Prior to the Sixteenth Amendment’s enactment in 1913, the federal government could only directly tax an individual’s income if the tax was equal on everyone in a state; and, the total amount collected from the state was proportional to that state’s population to the whole of the United States. [Art. 1, sec. 9, cl. 4] For instance, if Nebraska’s population was 1% of the US population, the total amount collected from the state [by everyone paying the same amount] could be no more than 1% of everything collected from all of the states.

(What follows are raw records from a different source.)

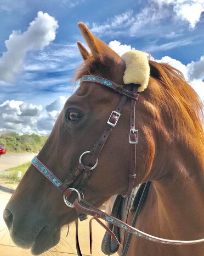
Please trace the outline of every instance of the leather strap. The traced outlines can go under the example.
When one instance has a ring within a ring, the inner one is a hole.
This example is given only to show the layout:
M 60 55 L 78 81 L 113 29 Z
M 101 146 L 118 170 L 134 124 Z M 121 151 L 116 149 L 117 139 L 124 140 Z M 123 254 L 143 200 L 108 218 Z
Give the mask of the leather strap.
M 155 242 L 165 244 L 174 244 L 174 245 L 187 245 L 187 244 L 195 244 L 197 243 L 203 243 L 203 239 L 192 241 L 179 241 L 179 240 L 171 240 L 168 239 L 161 238 L 157 237 L 145 233 L 141 231 L 134 227 L 132 227 L 128 224 L 127 224 L 118 219 L 111 216 L 101 211 L 100 210 L 91 206 L 87 202 L 81 200 L 78 201 L 78 199 L 76 199 L 73 202 L 73 206 L 76 210 L 83 213 L 84 214 L 94 216 L 95 219 L 102 219 L 105 221 L 112 223 L 113 225 L 117 226 L 121 228 L 124 229 L 126 231 L 135 235 L 139 237 L 145 239 L 151 242 Z
M 144 188 L 143 188 L 143 193 L 141 194 L 140 199 L 139 201 L 139 203 L 138 203 L 138 205 L 137 206 L 137 209 L 136 209 L 136 211 L 135 211 L 135 214 L 134 215 L 134 218 L 133 218 L 133 221 L 132 222 L 132 225 L 131 226 L 132 227 L 135 227 L 135 225 L 136 225 L 137 221 L 138 220 L 139 213 L 140 211 L 141 206 L 142 206 L 142 205 L 143 204 L 144 200 L 145 198 L 146 194 L 146 193 L 147 193 L 147 192 L 148 191 L 150 184 L 150 182 L 149 182 L 149 181 L 146 182 L 144 184 Z M 129 211 L 129 208 L 128 208 L 128 211 Z M 127 221 L 127 220 L 126 221 Z M 129 245 L 131 244 L 131 242 L 132 236 L 133 236 L 132 233 L 129 233 L 128 236 L 128 237 L 127 238 L 126 244 L 124 245 L 124 248 L 123 247 L 123 250 L 122 250 L 122 252 L 121 256 L 126 256 L 126 255 L 127 253 L 128 250 L 128 248 L 129 248 Z

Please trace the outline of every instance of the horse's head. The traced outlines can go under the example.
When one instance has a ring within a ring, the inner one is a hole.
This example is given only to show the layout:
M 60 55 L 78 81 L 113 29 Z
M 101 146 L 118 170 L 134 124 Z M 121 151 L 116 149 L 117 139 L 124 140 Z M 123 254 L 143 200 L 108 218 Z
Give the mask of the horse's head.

In 1895 the US Supreme Court struck down as unconstitutional a tax system imposed by Congress which resembles our present system. The Court was attacked as being made up of “activist judges”. In response to the Court’s decision, a bi-partisan populist coalition in Congress spearheaded an 18 year battle which culminated in the ratification of the Sixteenth Amendment. This Amendment proposed to allow a direct tax on individual income. Not fully appreciating exactly what they were doing in the long run, by 1913 42 of the 48 states agreed to the Amendment. Uniquely, support for the Amendment was greatest in the Western [now red] states and the strongest opposition was in the Eastern [now blue] states. The states Virginia and Pennsylvania, original colonies and the home of the original “tax dispute”, refused even to consider the Amendment. Even 95 years later, the Virginia legislature has never mentioned it.
Today the innocent-appearing 30 words of the Sixteenth Amendment have given birth to the 5.6 million words of the tax code. [This is seven times larger than the King James Bible.] These 3,387 pages of statute do not include the 13,458 pages of regulations promulgated by the IRS, nor any of the thousands of court decisions which have interpreted the 17,000 pages.
The Sixteenth Amendment is a lesson to those who forget the importance of the Constitution, and its ultimate significance in everything we do as a free people. It is also a lesson in the importance of remembering its history and better appreciating the sheer brilliance of the original framers. Sometimes it is better to defer to James Madison’s “Virginian” judgment.